Eco Environments sales & marketing director David Hunt slammed the Government's Green Deal in a presentation at Energy Solutions yesterday. In an exclusive interview with edie he explained why.


While recognising merit in the principle and a small portion of its practical application, he warned “it is in danger of killing itself.”

Hunt called the scheme “a big policy with so many holes in it.”

“It seems to have been rushed out to get a headline without it being fully cooked or fully thought through,” he said.

According to Hunt, the main issues are around the scheme’s funding.

He said: “From a domestic point of view there’s a 7.5% interest rate. That’s going to put off the domestic market straightaway – no one’s going to lend for over 10 years for that sort of interest rate. And then there are issues around selling your house because the debts still attached to your property.”

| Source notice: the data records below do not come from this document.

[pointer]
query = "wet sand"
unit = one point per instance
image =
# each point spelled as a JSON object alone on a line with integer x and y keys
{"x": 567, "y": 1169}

“There are lots of good things in it but it just doesn’t all link up and work. And that’s one of the frustrations. It should launch in the first instance around social housing and councils addressing fuel poverty.

“But for private homeowners and businesses it just doesn’t stack up at the moment and the problem you’re hearing from the industry is if you go to the market with something half-baked even the good bits get tarnished with the bad bits: good things get lost because there are so many negatives.

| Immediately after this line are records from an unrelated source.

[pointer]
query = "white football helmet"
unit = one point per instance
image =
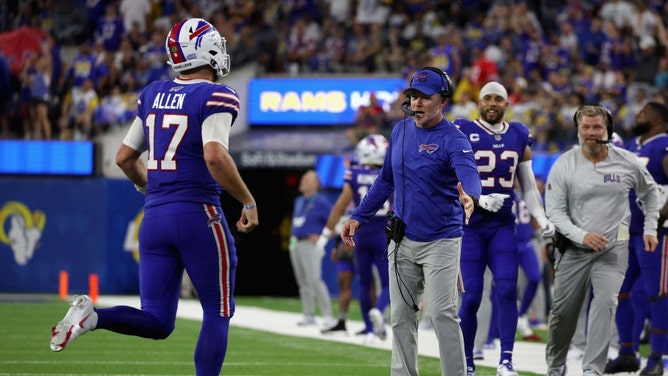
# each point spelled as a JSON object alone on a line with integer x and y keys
{"x": 371, "y": 150}
{"x": 192, "y": 43}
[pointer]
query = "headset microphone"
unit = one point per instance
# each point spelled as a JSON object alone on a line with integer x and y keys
{"x": 406, "y": 107}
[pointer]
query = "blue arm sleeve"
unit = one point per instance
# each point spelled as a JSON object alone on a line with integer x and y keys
{"x": 466, "y": 169}
{"x": 380, "y": 190}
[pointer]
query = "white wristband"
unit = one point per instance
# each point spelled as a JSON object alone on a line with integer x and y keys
{"x": 141, "y": 190}
{"x": 327, "y": 233}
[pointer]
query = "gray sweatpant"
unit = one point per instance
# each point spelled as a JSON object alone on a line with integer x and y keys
{"x": 307, "y": 267}
{"x": 576, "y": 272}
{"x": 413, "y": 266}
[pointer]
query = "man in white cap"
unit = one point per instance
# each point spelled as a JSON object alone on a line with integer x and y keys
{"x": 502, "y": 151}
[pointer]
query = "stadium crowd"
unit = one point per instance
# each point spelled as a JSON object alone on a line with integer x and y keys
{"x": 551, "y": 55}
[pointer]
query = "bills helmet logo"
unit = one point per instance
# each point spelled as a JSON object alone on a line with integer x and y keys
{"x": 428, "y": 148}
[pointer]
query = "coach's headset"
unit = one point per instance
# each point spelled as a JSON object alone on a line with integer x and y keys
{"x": 608, "y": 114}
{"x": 446, "y": 85}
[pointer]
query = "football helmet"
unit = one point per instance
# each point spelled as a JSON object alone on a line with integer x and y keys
{"x": 192, "y": 43}
{"x": 371, "y": 150}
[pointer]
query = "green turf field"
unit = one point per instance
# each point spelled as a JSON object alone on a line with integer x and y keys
{"x": 26, "y": 324}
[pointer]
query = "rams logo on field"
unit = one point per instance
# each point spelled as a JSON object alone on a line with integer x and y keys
{"x": 25, "y": 230}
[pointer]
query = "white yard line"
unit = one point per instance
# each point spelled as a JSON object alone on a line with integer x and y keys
{"x": 526, "y": 357}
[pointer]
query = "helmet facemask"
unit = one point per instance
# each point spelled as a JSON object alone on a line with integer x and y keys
{"x": 193, "y": 43}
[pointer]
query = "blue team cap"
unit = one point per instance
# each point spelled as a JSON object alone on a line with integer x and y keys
{"x": 427, "y": 82}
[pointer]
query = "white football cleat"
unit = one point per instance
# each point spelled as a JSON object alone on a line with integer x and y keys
{"x": 80, "y": 318}
{"x": 506, "y": 369}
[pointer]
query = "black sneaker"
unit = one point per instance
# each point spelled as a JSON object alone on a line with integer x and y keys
{"x": 625, "y": 362}
{"x": 338, "y": 328}
{"x": 654, "y": 367}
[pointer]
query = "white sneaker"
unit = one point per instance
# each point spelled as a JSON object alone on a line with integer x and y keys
{"x": 80, "y": 318}
{"x": 370, "y": 339}
{"x": 307, "y": 321}
{"x": 378, "y": 322}
{"x": 506, "y": 369}
{"x": 328, "y": 322}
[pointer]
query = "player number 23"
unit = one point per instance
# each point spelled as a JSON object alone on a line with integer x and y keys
{"x": 487, "y": 165}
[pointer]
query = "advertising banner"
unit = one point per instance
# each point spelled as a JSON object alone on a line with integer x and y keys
{"x": 315, "y": 101}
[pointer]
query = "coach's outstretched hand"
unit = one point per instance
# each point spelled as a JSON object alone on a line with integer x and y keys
{"x": 467, "y": 203}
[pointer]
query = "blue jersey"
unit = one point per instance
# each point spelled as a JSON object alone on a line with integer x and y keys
{"x": 422, "y": 167}
{"x": 497, "y": 156}
{"x": 360, "y": 179}
{"x": 173, "y": 112}
{"x": 651, "y": 153}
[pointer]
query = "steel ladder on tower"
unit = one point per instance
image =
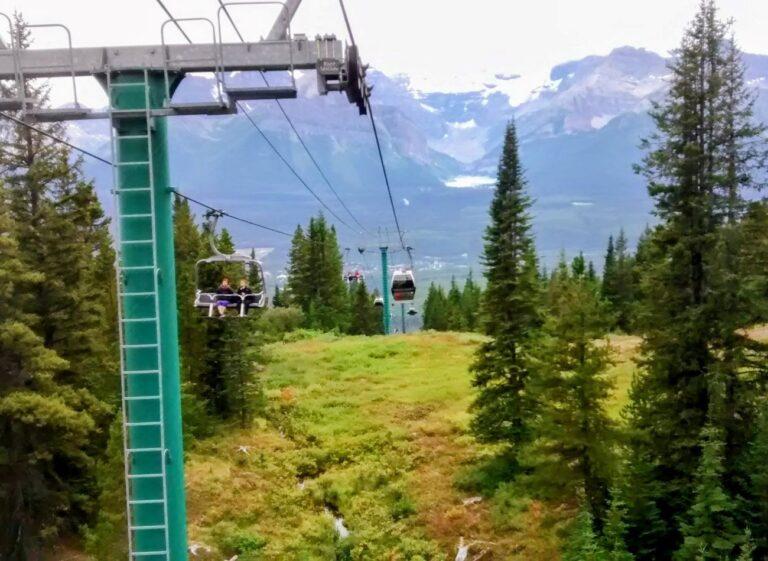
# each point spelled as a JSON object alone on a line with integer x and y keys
{"x": 144, "y": 436}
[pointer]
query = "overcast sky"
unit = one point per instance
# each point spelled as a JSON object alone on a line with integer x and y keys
{"x": 441, "y": 44}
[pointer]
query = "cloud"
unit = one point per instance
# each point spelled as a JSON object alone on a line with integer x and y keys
{"x": 470, "y": 181}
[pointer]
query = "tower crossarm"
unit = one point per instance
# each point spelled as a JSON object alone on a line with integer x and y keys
{"x": 265, "y": 55}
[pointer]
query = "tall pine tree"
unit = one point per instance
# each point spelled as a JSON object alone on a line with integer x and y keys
{"x": 572, "y": 451}
{"x": 504, "y": 407}
{"x": 696, "y": 301}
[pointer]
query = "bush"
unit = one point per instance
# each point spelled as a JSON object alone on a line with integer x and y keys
{"x": 231, "y": 540}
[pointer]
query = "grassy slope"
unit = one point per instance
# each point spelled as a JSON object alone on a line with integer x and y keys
{"x": 376, "y": 429}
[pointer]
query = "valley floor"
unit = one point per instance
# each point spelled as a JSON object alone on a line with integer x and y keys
{"x": 371, "y": 431}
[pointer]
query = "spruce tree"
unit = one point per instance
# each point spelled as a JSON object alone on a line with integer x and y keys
{"x": 471, "y": 296}
{"x": 435, "y": 309}
{"x": 504, "y": 407}
{"x": 46, "y": 428}
{"x": 277, "y": 299}
{"x": 242, "y": 394}
{"x": 571, "y": 454}
{"x": 364, "y": 317}
{"x": 189, "y": 247}
{"x": 622, "y": 297}
{"x": 315, "y": 276}
{"x": 711, "y": 533}
{"x": 696, "y": 303}
{"x": 299, "y": 279}
{"x": 455, "y": 312}
{"x": 609, "y": 272}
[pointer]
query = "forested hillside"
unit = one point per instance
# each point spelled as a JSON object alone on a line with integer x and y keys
{"x": 611, "y": 411}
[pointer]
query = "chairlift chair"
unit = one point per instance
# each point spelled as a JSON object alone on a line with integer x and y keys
{"x": 206, "y": 297}
{"x": 403, "y": 286}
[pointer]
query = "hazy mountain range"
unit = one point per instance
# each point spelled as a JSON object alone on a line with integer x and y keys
{"x": 579, "y": 138}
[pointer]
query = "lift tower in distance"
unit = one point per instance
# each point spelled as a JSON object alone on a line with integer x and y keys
{"x": 140, "y": 82}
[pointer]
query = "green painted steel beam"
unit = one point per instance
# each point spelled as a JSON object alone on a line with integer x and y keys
{"x": 148, "y": 305}
{"x": 385, "y": 313}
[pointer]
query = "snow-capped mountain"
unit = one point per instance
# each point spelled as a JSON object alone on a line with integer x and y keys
{"x": 579, "y": 138}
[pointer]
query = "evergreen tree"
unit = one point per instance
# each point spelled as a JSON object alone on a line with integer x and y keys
{"x": 315, "y": 276}
{"x": 242, "y": 393}
{"x": 436, "y": 309}
{"x": 299, "y": 283}
{"x": 52, "y": 411}
{"x": 189, "y": 247}
{"x": 365, "y": 319}
{"x": 504, "y": 407}
{"x": 614, "y": 533}
{"x": 46, "y": 428}
{"x": 572, "y": 451}
{"x": 455, "y": 312}
{"x": 579, "y": 266}
{"x": 756, "y": 465}
{"x": 622, "y": 297}
{"x": 471, "y": 296}
{"x": 609, "y": 272}
{"x": 711, "y": 533}
{"x": 697, "y": 300}
{"x": 583, "y": 544}
{"x": 277, "y": 299}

Hunt added that the Green Deal offers the UK a huge opportunity but it is in danger of “killing itself by not being ready and parts of it not stacking up”.

“I’d like to see it done in a transitional stage and roll it out from a fuel poverty and social landlord point of view. This way it would put some positive views about the Green Deal out there rather than the negative.

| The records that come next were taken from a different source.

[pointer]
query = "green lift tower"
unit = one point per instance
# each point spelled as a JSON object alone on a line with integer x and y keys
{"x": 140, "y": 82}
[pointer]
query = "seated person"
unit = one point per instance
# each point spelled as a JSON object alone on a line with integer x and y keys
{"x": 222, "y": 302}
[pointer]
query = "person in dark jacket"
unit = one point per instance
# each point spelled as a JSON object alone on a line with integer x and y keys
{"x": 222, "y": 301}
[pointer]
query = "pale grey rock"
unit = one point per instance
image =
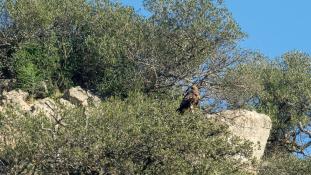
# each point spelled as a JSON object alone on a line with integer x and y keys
{"x": 46, "y": 107}
{"x": 80, "y": 97}
{"x": 16, "y": 99}
{"x": 249, "y": 125}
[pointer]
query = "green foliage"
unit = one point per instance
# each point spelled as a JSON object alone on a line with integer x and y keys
{"x": 182, "y": 35}
{"x": 36, "y": 64}
{"x": 282, "y": 91}
{"x": 285, "y": 164}
{"x": 286, "y": 97}
{"x": 138, "y": 135}
{"x": 109, "y": 49}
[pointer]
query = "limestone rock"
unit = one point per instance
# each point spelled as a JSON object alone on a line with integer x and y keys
{"x": 46, "y": 107}
{"x": 80, "y": 97}
{"x": 6, "y": 84}
{"x": 66, "y": 104}
{"x": 248, "y": 125}
{"x": 16, "y": 99}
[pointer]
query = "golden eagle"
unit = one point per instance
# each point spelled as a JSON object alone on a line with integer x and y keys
{"x": 190, "y": 100}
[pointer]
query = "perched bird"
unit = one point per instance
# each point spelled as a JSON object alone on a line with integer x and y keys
{"x": 190, "y": 100}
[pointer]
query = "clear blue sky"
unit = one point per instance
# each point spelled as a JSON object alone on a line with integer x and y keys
{"x": 273, "y": 26}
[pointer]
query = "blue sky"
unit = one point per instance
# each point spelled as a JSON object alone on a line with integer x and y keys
{"x": 273, "y": 26}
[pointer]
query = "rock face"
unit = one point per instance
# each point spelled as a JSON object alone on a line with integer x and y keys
{"x": 80, "y": 97}
{"x": 16, "y": 99}
{"x": 46, "y": 106}
{"x": 248, "y": 125}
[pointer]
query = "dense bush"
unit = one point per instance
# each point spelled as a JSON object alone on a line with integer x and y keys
{"x": 285, "y": 164}
{"x": 109, "y": 49}
{"x": 137, "y": 136}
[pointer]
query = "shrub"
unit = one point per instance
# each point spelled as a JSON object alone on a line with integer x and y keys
{"x": 139, "y": 135}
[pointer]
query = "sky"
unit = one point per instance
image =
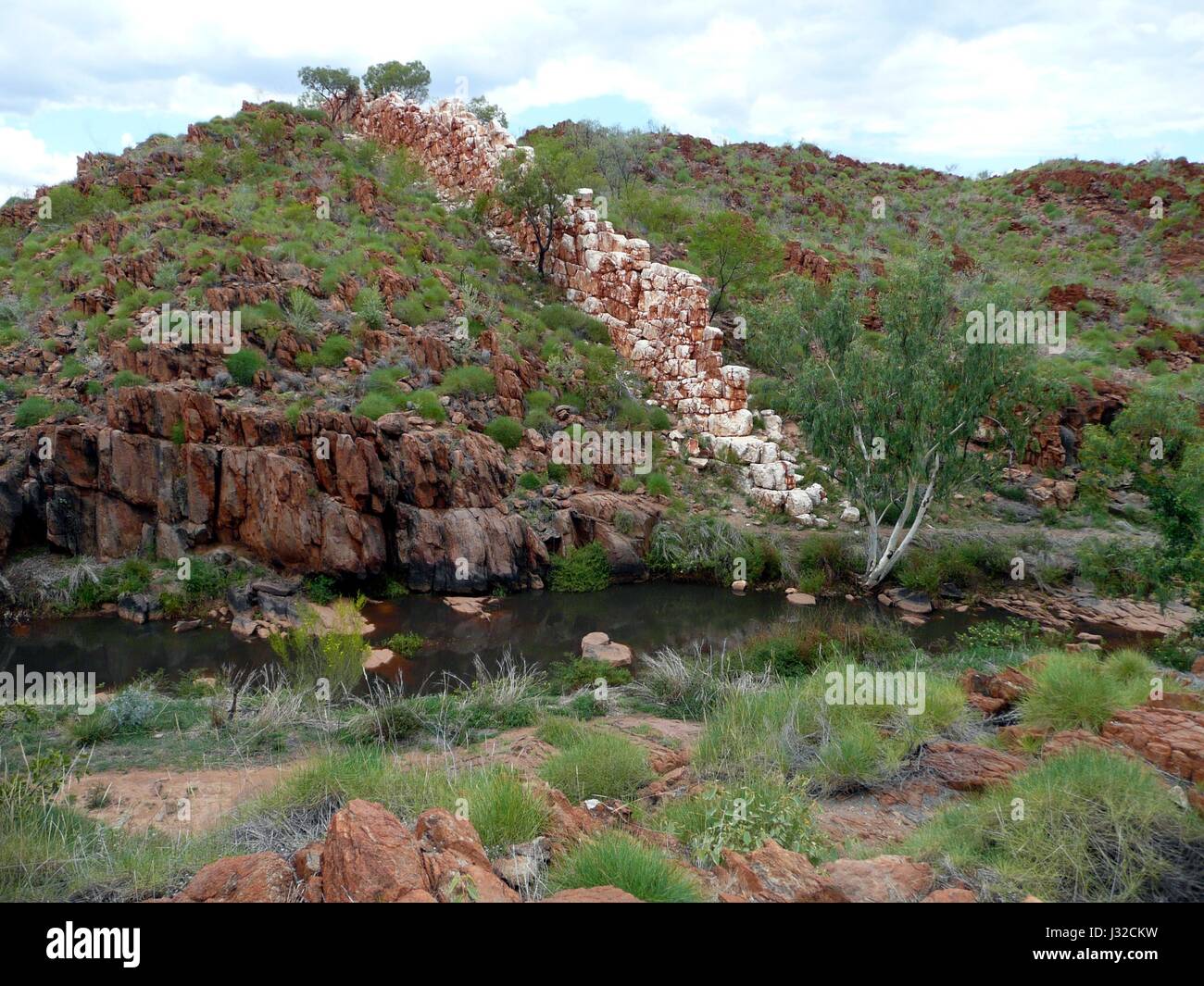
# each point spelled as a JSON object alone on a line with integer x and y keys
{"x": 967, "y": 87}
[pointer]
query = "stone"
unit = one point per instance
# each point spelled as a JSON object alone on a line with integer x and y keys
{"x": 261, "y": 878}
{"x": 950, "y": 896}
{"x": 1171, "y": 740}
{"x": 598, "y": 646}
{"x": 383, "y": 662}
{"x": 880, "y": 880}
{"x": 456, "y": 861}
{"x": 774, "y": 876}
{"x": 371, "y": 857}
{"x": 967, "y": 766}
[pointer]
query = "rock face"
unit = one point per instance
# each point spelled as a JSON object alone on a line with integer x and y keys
{"x": 332, "y": 493}
{"x": 598, "y": 646}
{"x": 970, "y": 767}
{"x": 456, "y": 861}
{"x": 882, "y": 880}
{"x": 263, "y": 878}
{"x": 371, "y": 857}
{"x": 1172, "y": 740}
{"x": 658, "y": 316}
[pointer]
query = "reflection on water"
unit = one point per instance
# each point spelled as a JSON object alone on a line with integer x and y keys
{"x": 534, "y": 628}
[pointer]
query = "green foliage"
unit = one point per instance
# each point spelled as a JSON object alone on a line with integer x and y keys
{"x": 581, "y": 672}
{"x": 906, "y": 450}
{"x": 658, "y": 484}
{"x": 313, "y": 652}
{"x": 245, "y": 365}
{"x": 742, "y": 817}
{"x": 468, "y": 381}
{"x": 32, "y": 411}
{"x": 582, "y": 569}
{"x": 598, "y": 765}
{"x": 405, "y": 644}
{"x": 426, "y": 404}
{"x": 614, "y": 858}
{"x": 734, "y": 251}
{"x": 506, "y": 431}
{"x": 1076, "y": 692}
{"x": 127, "y": 378}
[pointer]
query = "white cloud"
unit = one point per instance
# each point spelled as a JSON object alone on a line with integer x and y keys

Hunt advised holding back on the domestic, residential and commercial areas until the finance policy is better improved.

In a debate moments before, at the Energy Solutions exhibition, independent think tank SustainAbility’s executive director Rob Cameron, had reiterated Hunt’s description of the Green Deal as a “car crash policy”:

He said:” In headline terms it looks great. But in practical implementation terms I am not convinced at all that we have a strategic plan ready to go and it doesn’t look like at the political level it is going to be given the support it needs”.

The Department of Energy and Climate Change’s (DECC) Office for Renewable Energy Deployment, Stella Matakidou, pointed out that the green industry was at an early stage.

She said: “It is a new area and DECC is trying to provide the frame work to enable the industry to operate going forward. We will need to have a lot of interaction with people on the ground to really test what’s happening and how to improve on it”.

Commission for a sustainable London 2012’s chair, Shaun McCarthy remained doubtful.

He said: “My concern again is about the practical implementation of the Green Deal. In principle it seems to be a good idea, but making it happen with the hundreds and thousands of households and small installation companies at the right quality is going to be difficult.

Mr Hunt is the Renewable Energy Association’s vice chair of the onsite renewables sector, though he was not speaking in this capacity at the show.

Live from the Energy Solutions exhibition at Olympia.